どうも油断するとまずい様なので、一先ず、と歩き出した。
一人の少女が立っている。目には両の目を隠すように細長い布、手には、一つの鞠。ぽおん、ぽおん、と宙に浮かべながら、全くの無表情で立っている。
近づくと、顔色一つ変えずゆっくりと此方を見て、何処へとも無く、消えてしまった。
歩く。
見渡しても、見渡しても、味気無く荒れ果てた、ビルの街。未だに、一つの状況も理解せられないので、兎に角歩く。
暫くの間、辺りを回ったが、何も無い。
また、歩く。
すると、先刻の少女がまた、ぽおんと鞠を真上に放りながら、立っていた。
そして、また、消えた。
風が、方方から、吹いてくる。寒い。そう思った。雨が降っている訳でも、雪が降っている訳でも、暗雲立ち込めている訳でも無い。海の様な空である。ただ、寒かった。凛とした、真冬の、しんとした、寒さであった。辛くも、痛くも、無い。唯何処か侘しい、寒さであった。
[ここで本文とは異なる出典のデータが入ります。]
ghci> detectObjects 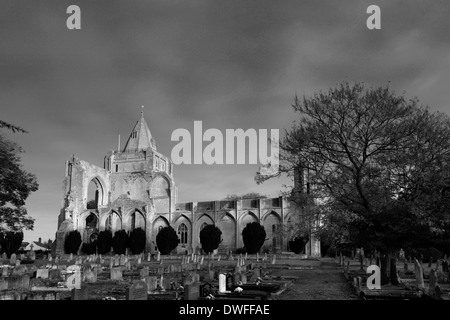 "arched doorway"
[105,211,123,235]
[219,214,237,250]
[264,211,281,252]
[83,212,98,243]
[130,210,146,231]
辺りの見当を、と、近くのビルの階段を上った。コツ、コツ、と、一段ずつ、上った。
屋上は、やはり寒かった。そして、あの少女もいた。柵の無い屋上の、端に立っていた。ぽおん、と鞠を投げていた。今度は、少女が先に、こちらに気づいた。
ゆっくりとこちらに顔だけを向けて、少女は手に持っていた鞠を、地に、そっと、おいた。そして、落ちた。一瞬の出来事であった。
確かに、少女は、落ちた。ビルの屋上から、すっと落ちた。私は狼狽した。
「下に戻ろう。」とS君は言った。
一階の入り口へと、また階段を下った。入り口に着いた。私は、ドアを開けることが出来なかった。真赤の洪水を予期したからである。
しどろもどろして居るうちに、目が覚めた。私がS君と交わした言葉は、あの一言だけであった。